To use the ensemble evaluation method with our proposed weights, use:
from metrics.ensembeval_score import compute_ensembeval_score
scores = compute_ensembeval_score(candidates, references, image_paths)
Where candidates
is a list of captions, references
is a list of lists of reference captions, image_paths
is a list of strings with locations of images. For example:
import json
from metrics.ensembeval_score import compute_ensembeval_score
with open('example/references.json', 'r') as fp:
ref_dict = json.load(fp)
with open('example/candidates.json', 'r') as fp:
cand_dict = json.load(fp)
correct_candidates = [cand_dict['im1'], cand_dict['im2']]
references = [ref_dict['im1'], ref_dict['im2']]
image_paths = ['example/im1.jpg', 'example/im2.jpg']
scores = compute_ensembeval_score(correct_candidates, references, image_paths) # 0.9107, 0.9712
incorrect_candidates = [cand_dict['im2'], cand_dict['im1']]

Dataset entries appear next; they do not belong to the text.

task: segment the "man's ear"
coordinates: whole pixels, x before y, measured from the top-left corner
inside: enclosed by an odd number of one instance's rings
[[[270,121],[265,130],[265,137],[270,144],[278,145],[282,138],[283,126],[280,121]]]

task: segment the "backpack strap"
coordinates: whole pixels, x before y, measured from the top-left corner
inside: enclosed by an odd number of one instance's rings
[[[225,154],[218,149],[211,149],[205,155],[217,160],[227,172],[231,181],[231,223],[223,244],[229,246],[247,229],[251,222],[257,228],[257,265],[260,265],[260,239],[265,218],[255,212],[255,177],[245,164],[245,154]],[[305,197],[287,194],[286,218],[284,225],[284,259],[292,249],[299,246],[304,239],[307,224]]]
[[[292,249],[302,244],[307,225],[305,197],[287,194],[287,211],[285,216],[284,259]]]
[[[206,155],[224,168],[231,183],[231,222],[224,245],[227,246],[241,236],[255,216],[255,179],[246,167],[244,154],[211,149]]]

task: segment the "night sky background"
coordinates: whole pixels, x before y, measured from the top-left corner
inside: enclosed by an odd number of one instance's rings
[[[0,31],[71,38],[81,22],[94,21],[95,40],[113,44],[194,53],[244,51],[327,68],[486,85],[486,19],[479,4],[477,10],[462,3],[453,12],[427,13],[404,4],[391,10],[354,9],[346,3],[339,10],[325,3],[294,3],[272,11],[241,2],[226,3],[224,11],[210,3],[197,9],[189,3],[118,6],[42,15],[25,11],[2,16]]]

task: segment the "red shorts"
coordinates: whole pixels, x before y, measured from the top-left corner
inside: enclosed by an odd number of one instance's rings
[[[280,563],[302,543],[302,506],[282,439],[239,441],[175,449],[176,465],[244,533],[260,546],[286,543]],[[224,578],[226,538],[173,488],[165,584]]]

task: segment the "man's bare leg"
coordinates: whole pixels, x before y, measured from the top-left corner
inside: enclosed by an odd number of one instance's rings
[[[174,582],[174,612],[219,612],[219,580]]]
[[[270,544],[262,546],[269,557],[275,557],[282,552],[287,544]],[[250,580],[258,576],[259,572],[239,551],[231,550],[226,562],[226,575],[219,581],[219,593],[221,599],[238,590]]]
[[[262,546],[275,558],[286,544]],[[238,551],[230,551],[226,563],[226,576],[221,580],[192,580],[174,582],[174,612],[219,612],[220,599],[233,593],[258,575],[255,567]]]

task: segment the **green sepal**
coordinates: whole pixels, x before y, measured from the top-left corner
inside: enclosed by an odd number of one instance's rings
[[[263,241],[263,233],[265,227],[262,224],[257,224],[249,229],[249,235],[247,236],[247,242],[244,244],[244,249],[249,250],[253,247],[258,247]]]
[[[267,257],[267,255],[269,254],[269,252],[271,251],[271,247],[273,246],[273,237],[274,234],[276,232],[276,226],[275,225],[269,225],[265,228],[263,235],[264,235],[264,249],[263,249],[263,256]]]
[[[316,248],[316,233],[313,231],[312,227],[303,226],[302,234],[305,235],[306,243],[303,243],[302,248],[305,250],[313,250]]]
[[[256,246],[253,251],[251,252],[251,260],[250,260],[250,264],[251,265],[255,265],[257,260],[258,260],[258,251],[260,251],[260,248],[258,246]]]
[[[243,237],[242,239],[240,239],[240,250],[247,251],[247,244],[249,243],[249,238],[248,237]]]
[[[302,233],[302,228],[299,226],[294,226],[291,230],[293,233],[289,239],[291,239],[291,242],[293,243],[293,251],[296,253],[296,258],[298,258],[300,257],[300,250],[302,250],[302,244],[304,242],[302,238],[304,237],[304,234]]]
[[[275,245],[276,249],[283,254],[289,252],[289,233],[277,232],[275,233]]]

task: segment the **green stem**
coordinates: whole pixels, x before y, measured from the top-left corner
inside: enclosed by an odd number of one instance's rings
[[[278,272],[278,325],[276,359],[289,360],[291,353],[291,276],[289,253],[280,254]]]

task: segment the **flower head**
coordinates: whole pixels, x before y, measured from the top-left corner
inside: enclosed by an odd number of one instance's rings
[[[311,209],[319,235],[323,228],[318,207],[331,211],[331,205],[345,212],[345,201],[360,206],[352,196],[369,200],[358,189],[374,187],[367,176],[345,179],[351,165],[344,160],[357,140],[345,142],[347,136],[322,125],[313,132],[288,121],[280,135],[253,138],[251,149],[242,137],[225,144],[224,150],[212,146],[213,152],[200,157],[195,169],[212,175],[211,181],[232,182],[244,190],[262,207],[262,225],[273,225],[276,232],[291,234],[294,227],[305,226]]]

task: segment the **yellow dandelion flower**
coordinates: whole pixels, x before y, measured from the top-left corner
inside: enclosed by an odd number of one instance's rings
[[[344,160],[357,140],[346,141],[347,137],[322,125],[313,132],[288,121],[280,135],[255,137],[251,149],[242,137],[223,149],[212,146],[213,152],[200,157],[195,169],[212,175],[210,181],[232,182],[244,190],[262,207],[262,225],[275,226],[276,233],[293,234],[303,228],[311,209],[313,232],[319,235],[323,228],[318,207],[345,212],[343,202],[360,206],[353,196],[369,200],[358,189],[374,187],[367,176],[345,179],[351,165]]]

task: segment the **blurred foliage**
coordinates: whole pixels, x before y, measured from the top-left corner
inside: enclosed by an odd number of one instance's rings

scores = compute_ensembeval_score(incorrect_candidates, references, image_paths) # 0.2022, 0.2118
To use your own weights, provide a mapping from metric to weight using the weights
arguments:
scores = compute_ensembeval_scorecandidates, references, image_paths, weights=your_weights)
If none of the metrics in your provided weights use references or images, you can specify None
in the corresponding argument.
To replicate the results for correlation with human ratings provided in the paper, first download the relevant data, and then use our code to run the experiments.
Each human ratings datasets requires data from existing image captioning datasets. First, download the following image captioning datasets:
- Flickr8k (needed for Flickr8k-Expert, Flickr8k-CF and Composite): Download the dataset from the following link.
- Flickr30k (needed for Composite and the Reformulations dataset): Download the dataset from the following link.
- MSCOCO (needed for Composite, ThuMB and the Reformulations dataset): Download the 2014 val images from the following link.
- For both MSCOCO and Flickr30k, download the Karpathy split json files (dataset_coco.json and dataset_flickr30k.json) from the following link.
- Pascal (needed for the Pascal50S dataset): Download the 2008 training/validation images from the following link.
- Composite: Download the AMT results from the following link.
- ThuMB: Clone the ThuMB repo under the project root:
git clone https://github.com/jungokasai/THumB.git
- Pascal50S: Downloaded the consensus ratings from the following link.
- The reformulations dataset is currently included in this github repository, for anonymity.
After downloading all of the above, unzip and untar where necessary, and update the relevant paths in the config.py file.
To compute the correlation with human ratings, run the following:
python run_experiments.py --dataset [flickr8k_expert/flickr_cf/composite/thumb/polaris]
To compute the pairwise accuracy, run the following:
python run_experiments.py --dataset [pascal50/reformulations] --eval_method pairwise
Note: the CLIPImageScore metric is highly time consuming, and is by default not included in this scripts. If you do wish to use it (acknowledging that it would take very long), use the --clip_image_score
flag:
python run_experiments.py --dataset [flickr8k_expert/flickr_cf/composite/thumb/polaris] --clip_image_score
python run_experiments.py --dataset [pascal50/reformulations] --eval_method pairwise --clip_image_score
To replicate the analysis and plots regarding metric usage analysis from the paper, run the following:
python metric_usage_analysis.py
This will generate figures 2,3,5 from the paper and will dump them in the project directory.